Mitochondrial cytochromes P450 (P450s) are responsible for important metabolic reactions, including steps involved in steroid and vitamin D metabolism. The mitochondrial P450 24A1 (CYP24A1) is responsible for deactivation of the bioactive form of vitamin D, 1,25(OH)2D3. Its function relies on formation of a P450–redox partner complex with the ferredoxin and electron donor adrenodoxin (Adx). However, very little is known about how the Adx–CYP24A1 complex forms. In this study, we report the results of solution NMR in which we monitor isotopically labeled full-length Adx as it binds CYP24A1 in complex with the P450 inhibitor clotrimazole.
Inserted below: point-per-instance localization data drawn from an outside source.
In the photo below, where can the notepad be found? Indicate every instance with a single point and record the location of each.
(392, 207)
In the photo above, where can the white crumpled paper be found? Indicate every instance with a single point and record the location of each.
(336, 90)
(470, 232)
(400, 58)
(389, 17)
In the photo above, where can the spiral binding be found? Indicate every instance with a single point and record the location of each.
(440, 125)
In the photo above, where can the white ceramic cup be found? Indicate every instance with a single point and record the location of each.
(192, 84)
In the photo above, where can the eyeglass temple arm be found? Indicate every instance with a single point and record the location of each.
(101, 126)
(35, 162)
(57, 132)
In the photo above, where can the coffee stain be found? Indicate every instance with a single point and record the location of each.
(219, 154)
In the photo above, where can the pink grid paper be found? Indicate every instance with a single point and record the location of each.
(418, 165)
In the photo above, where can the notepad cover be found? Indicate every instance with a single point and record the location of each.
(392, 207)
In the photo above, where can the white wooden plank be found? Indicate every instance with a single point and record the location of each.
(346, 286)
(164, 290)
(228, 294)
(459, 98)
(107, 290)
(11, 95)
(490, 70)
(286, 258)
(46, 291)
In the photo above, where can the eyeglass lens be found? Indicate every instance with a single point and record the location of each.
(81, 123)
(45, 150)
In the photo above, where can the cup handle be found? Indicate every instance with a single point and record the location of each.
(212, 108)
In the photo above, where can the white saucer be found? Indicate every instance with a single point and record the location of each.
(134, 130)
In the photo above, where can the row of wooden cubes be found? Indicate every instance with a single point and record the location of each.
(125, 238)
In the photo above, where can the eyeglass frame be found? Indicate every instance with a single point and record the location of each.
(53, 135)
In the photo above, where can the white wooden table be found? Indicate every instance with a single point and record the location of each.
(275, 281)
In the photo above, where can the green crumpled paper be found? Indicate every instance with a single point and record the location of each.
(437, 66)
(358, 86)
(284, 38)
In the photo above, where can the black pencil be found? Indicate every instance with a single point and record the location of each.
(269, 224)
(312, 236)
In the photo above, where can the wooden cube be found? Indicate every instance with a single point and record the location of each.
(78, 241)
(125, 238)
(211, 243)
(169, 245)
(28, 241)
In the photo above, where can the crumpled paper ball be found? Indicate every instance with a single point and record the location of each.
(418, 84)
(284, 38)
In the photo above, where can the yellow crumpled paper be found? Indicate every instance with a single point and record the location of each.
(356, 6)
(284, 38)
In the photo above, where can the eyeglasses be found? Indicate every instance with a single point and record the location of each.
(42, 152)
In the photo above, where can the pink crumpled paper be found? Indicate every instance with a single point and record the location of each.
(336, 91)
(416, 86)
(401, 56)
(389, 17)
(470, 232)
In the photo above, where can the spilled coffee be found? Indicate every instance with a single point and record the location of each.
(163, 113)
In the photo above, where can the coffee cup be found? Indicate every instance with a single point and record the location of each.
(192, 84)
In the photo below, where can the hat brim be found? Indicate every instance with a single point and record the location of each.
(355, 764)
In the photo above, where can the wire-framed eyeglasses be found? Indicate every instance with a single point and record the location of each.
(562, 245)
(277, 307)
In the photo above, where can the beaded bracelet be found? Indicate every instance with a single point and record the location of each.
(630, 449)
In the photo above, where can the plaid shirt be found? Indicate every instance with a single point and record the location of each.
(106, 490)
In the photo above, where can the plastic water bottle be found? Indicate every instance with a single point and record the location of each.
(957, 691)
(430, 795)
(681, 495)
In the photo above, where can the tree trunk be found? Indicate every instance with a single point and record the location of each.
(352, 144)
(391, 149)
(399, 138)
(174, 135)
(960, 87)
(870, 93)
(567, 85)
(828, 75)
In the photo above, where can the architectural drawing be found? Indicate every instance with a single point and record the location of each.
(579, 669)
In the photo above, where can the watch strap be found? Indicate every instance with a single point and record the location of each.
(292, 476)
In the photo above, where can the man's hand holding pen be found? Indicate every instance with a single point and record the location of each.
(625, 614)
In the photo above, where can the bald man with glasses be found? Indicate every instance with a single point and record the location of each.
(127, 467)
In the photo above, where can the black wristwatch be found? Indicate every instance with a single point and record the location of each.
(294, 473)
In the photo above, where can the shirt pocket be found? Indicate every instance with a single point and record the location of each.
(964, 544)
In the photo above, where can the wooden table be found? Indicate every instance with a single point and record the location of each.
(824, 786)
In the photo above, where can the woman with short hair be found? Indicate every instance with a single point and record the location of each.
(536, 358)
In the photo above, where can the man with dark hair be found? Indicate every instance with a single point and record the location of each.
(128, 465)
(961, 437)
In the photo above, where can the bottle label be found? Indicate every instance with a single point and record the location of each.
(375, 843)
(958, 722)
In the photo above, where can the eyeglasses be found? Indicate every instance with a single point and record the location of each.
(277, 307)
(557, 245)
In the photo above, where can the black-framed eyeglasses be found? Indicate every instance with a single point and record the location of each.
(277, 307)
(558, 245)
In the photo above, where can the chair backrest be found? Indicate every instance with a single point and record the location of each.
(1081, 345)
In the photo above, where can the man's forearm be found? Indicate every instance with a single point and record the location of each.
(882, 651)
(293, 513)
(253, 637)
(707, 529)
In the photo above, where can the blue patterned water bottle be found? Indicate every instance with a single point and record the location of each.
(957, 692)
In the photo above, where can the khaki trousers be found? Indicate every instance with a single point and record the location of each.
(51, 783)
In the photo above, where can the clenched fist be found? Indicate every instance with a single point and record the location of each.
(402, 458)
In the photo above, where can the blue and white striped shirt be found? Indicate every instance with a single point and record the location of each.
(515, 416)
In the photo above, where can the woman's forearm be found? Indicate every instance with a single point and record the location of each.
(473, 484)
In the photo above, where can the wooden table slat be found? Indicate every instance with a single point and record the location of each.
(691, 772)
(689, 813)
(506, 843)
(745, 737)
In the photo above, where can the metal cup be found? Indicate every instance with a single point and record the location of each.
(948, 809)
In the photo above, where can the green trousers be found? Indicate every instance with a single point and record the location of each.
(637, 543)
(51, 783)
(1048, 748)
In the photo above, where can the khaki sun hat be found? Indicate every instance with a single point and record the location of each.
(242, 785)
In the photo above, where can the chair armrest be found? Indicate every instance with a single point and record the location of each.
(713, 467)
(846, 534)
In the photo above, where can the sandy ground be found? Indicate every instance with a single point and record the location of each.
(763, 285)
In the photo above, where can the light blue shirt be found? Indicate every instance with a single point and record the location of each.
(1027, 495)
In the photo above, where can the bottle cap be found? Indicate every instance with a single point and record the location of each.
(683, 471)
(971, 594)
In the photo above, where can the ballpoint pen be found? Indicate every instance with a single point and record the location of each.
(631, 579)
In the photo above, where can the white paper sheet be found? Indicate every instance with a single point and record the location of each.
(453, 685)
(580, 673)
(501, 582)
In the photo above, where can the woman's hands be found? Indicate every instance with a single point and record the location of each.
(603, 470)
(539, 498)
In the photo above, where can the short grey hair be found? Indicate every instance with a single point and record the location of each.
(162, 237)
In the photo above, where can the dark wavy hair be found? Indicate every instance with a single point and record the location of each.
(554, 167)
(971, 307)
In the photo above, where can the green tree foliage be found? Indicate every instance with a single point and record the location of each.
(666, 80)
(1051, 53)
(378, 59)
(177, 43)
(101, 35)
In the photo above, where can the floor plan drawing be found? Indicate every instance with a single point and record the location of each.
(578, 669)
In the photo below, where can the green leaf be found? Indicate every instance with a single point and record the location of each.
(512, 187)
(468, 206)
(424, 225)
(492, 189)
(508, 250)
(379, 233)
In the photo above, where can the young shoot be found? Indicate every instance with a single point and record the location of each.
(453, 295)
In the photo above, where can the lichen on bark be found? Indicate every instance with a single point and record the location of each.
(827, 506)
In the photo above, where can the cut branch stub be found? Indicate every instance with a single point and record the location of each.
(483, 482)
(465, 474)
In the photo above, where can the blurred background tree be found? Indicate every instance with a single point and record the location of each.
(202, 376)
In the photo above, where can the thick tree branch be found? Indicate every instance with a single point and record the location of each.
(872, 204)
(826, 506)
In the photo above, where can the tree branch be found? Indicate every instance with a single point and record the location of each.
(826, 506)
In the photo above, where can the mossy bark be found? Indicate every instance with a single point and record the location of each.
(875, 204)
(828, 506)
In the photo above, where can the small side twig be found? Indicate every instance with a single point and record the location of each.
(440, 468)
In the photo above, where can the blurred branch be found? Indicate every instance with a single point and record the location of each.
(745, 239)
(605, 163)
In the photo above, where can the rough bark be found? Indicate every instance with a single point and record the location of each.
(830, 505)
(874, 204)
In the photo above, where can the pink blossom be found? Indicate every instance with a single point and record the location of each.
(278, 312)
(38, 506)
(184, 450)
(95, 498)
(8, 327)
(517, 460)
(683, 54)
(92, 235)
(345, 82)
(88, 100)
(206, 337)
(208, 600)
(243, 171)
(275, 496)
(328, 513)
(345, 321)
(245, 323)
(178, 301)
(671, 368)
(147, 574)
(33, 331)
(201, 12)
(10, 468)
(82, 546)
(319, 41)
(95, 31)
The NMR titration data suggested a mode for P450–Adx interactions in which formation of the complex relies on contributions from multiple recognition sites on the Adx core domain, some of which have not previously been reported. To evaluate differences among CYP24A1­–Adx complexes from different mammalian species and displaying distinct regioselectivity for 1,25(OH)2D3, all bound spectra were acquired in parallel for human (carbon-23 and -24 hydroxylase), rat (carbon-24 hydroxylase), and opossum (carbon-23 hydroxylase) CYP24A1 isoforms. Binding data from a series of single and double charge–neutralizing substitutions of Adx confirmed that species-specific CYP24A1 isoforms differ in binding to Adx, providing evidence that variations in redox partner interactions correlate with P450 regioselectivity. In summary, these findings reveal that CYP24A1-Adx interactions rely on several recognition sites and that variations in CYP24A1 isoforms modulate formation of the complex, thus providing insight into the variable and complex nature of mitochondrial P450-Adx interactions.